Un premier roman ne laisse pas insensible. Il se lit comme une promesse. S'y retrouvent la tentation de tout dire et celle, plus lancinante, de se dire. Ce n'est pas tout à fait le cas de ce premier roman d'Isabelle Kronz. C'est certes un premier roman mais qui ne se donne pas à lire comme tel. La maîtrise de l'écriture y est pour quelque chose. Les qualités de l'écriture de Kronz expliquent sans doute que la Fondation Servais lui ait attribué le prix d'encouragement 2001. Que dit le roman? Ne dévoilons pas l'intrigue mais disons tout simplement qu'on y voit Hélène, personnage central, prise entre les contraintes que lui imposent le travail, les convenances sociales et son propre désir, sa fantaisie. 

C'est un "je" qui désire et qui désire avant tout affirmer sa singularité et nous, lecteurs, nous retrouvons dans cette envie d'être soi-même, de ne pas se perdre dans les comportements collectifs, forcément conformistes. Relisons la première page, germe du germe qu'est un premier roman. On appréciera cette sentence qui ouvre le roman: "La solitude, ça n'existe pas... Ils sont tous partis. Je sais où, mais je n'ai pas envie de m'y rendre. À les voir se hâter, se bousculer, il y a quelques minutes, j'ai ressenti un grand dégoût tout à coup, et mes jambes ont refusé de faire un pas de plus, comme paralysées. Réussissant à m'extirper du troupeau empressé et bêlant, je me suis réfugiée dans la cour d'un immeuble. Maintenant, ils y sont tous, et je devrais y être aussi..."

Belle page dont je glose la problématique en: comment vivre ensemble - pour reprendre l'intitulé du cours de Barthes au collège de France. Comment être sans être aliéné aux autres? Ce sont ces plages de solitude que l'héroïne sait s'aménager qui la sauvent lui permettant de substituer à la vie sociale la vie intime où l'être ne se contente pas de se regarder car la coquetterie est avant tout un fait social mais plutôt regarde en lui-même pour retrouver un monde peuplé différemment: "Et alors que je suis dans mon obscurité, tout au fond, j'entends une voix difficile à discerner. Même si elle est presque inaudible, elle me donne un sentiment de réconfort, de chaleur...". 

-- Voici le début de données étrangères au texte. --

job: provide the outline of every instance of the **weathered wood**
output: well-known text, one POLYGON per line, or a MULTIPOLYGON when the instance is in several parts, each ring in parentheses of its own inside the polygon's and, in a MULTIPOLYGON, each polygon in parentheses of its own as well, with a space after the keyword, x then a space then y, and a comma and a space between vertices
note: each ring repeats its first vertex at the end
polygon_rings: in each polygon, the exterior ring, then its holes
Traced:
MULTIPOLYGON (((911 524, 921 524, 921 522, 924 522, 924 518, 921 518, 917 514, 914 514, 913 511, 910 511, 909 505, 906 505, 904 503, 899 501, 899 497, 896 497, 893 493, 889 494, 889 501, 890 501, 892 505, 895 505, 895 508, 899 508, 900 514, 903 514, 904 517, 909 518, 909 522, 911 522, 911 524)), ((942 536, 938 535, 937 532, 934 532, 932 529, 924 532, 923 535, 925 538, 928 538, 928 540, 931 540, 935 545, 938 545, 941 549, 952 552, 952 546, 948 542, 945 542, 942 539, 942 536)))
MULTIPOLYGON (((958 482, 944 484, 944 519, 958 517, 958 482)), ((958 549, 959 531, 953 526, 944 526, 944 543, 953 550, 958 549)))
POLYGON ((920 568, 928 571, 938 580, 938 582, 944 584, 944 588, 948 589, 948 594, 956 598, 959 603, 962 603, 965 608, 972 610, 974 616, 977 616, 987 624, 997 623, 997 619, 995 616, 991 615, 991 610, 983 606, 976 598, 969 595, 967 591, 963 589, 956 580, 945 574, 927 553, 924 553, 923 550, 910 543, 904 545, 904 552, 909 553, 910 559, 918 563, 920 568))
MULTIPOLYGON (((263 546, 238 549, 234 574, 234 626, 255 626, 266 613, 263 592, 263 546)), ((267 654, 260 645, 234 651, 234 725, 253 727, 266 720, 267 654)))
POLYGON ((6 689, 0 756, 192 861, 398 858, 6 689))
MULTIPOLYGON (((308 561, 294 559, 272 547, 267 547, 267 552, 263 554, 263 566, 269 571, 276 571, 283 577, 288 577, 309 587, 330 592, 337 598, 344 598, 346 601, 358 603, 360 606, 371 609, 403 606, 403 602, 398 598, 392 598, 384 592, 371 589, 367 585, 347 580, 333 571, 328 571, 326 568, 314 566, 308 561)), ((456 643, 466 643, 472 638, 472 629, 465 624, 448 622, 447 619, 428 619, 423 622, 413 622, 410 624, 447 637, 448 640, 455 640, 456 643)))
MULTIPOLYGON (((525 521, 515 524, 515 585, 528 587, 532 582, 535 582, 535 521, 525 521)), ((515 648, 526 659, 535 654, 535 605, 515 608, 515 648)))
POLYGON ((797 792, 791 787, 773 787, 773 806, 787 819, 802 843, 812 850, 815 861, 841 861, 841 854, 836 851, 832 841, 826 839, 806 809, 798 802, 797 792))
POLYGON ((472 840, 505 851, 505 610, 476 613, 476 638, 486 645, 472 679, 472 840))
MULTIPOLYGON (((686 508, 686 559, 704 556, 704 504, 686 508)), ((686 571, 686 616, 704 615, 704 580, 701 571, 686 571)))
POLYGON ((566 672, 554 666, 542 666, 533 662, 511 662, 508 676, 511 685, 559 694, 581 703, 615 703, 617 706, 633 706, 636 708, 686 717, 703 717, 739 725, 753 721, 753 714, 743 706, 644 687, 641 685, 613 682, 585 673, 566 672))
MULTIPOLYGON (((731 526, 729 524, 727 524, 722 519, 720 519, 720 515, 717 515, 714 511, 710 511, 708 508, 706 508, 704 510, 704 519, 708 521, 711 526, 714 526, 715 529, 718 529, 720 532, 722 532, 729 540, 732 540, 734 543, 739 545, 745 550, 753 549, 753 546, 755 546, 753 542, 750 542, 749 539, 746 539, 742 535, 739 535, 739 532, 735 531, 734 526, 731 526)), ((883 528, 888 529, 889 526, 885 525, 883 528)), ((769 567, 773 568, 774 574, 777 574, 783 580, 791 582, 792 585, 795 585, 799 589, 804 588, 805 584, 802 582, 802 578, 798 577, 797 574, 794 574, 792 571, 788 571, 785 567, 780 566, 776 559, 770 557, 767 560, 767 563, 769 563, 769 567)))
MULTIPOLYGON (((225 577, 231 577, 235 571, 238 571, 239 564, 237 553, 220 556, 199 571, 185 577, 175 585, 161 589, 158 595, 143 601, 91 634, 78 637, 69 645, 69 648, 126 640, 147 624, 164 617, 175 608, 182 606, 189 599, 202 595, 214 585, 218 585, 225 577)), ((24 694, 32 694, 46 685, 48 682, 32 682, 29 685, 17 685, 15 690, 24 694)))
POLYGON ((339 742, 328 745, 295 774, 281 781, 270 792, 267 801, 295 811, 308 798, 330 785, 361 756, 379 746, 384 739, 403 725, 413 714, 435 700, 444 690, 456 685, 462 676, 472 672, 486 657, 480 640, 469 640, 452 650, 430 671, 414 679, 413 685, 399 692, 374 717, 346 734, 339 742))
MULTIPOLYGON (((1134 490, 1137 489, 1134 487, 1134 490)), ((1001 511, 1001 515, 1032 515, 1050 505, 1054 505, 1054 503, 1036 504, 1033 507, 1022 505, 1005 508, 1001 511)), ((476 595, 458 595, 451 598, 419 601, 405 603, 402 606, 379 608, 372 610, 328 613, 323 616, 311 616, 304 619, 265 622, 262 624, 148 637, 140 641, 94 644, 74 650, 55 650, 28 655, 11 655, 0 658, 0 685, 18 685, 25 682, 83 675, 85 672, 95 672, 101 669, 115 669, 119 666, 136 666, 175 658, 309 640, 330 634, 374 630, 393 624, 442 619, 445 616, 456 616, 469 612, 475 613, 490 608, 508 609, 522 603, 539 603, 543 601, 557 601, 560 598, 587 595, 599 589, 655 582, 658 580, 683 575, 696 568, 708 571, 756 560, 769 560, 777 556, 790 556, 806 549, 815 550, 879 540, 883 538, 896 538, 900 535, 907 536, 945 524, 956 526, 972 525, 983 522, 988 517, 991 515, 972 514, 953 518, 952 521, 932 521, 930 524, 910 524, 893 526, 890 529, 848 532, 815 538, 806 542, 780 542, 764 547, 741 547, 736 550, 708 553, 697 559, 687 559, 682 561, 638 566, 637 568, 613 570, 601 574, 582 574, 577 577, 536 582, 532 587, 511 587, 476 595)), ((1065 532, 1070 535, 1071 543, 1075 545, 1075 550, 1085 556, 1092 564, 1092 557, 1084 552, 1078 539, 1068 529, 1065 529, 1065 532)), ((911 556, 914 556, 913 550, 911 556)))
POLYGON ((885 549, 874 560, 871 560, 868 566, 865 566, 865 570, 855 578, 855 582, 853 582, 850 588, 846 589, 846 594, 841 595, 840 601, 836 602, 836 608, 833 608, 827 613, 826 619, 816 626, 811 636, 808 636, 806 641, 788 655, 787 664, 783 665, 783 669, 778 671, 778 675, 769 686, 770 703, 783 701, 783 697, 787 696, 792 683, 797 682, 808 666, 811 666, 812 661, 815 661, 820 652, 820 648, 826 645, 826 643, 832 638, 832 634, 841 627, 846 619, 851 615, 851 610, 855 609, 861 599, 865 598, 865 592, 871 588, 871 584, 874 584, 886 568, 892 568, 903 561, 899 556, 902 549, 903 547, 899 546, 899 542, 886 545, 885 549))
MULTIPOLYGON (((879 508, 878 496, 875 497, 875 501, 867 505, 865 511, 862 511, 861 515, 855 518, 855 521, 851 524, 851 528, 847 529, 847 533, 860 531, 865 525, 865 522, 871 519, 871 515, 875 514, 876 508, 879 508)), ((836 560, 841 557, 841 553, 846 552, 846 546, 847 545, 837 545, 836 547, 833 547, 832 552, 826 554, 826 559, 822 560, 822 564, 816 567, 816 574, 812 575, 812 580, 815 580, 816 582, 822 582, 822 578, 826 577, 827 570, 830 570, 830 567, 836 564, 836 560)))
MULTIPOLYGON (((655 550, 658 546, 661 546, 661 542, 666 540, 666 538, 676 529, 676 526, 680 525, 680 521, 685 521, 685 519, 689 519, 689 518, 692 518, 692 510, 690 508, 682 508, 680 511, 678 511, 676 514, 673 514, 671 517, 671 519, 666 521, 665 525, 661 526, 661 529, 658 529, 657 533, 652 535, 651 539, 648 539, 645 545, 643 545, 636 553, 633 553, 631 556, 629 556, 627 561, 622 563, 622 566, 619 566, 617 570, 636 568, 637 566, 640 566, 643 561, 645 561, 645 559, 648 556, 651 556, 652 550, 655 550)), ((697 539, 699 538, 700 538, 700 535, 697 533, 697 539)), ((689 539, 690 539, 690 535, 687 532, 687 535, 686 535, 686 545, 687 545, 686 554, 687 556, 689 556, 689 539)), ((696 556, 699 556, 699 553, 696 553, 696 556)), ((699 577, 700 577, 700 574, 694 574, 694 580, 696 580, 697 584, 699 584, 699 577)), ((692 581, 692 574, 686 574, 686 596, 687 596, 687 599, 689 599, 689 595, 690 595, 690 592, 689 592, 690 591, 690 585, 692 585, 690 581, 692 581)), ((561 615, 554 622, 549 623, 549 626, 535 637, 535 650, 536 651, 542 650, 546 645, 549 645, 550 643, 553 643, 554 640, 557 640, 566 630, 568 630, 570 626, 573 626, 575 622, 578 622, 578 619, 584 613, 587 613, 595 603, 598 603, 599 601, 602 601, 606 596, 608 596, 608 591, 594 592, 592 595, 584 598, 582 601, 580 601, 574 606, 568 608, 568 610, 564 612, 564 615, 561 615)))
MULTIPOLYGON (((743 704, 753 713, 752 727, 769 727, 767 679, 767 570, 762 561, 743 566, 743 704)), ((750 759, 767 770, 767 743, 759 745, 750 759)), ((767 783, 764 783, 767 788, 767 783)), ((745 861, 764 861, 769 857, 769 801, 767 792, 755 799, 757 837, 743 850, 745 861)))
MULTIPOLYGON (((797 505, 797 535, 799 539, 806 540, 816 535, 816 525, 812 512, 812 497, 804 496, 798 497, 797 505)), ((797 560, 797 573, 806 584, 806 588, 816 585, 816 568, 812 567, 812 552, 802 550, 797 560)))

Ce sont ces voix qui viennent confirmer que le monde n'est pas aussi immonde qu'il n'en a l'air. Les Max, certes aussi conformistes que puissants, n'en sont pas moins cultivés, érudits même. Et les êtres ne sont pas haïssables quand ils sont aux prises avec les événements. C'est dire que le personnage de Kronz ne verse à aucun moment dans la misanthropie. Le besoin d'aimer, d'être en étant aimée sauve ce personnage confronté au pouvoir, au pouvoir de l'argent. comment être sans être la proie de ceux qui ont argent, pouvoir et pouvoir de l'argent? Le rapt d'Hélène est une allégorie de ce rapt que nous vivons tous pris que nous sommes dans le circuit - pour ne pas dire l'engrenage - social avec toutes ses dérives y compris les dérives de type mafieux.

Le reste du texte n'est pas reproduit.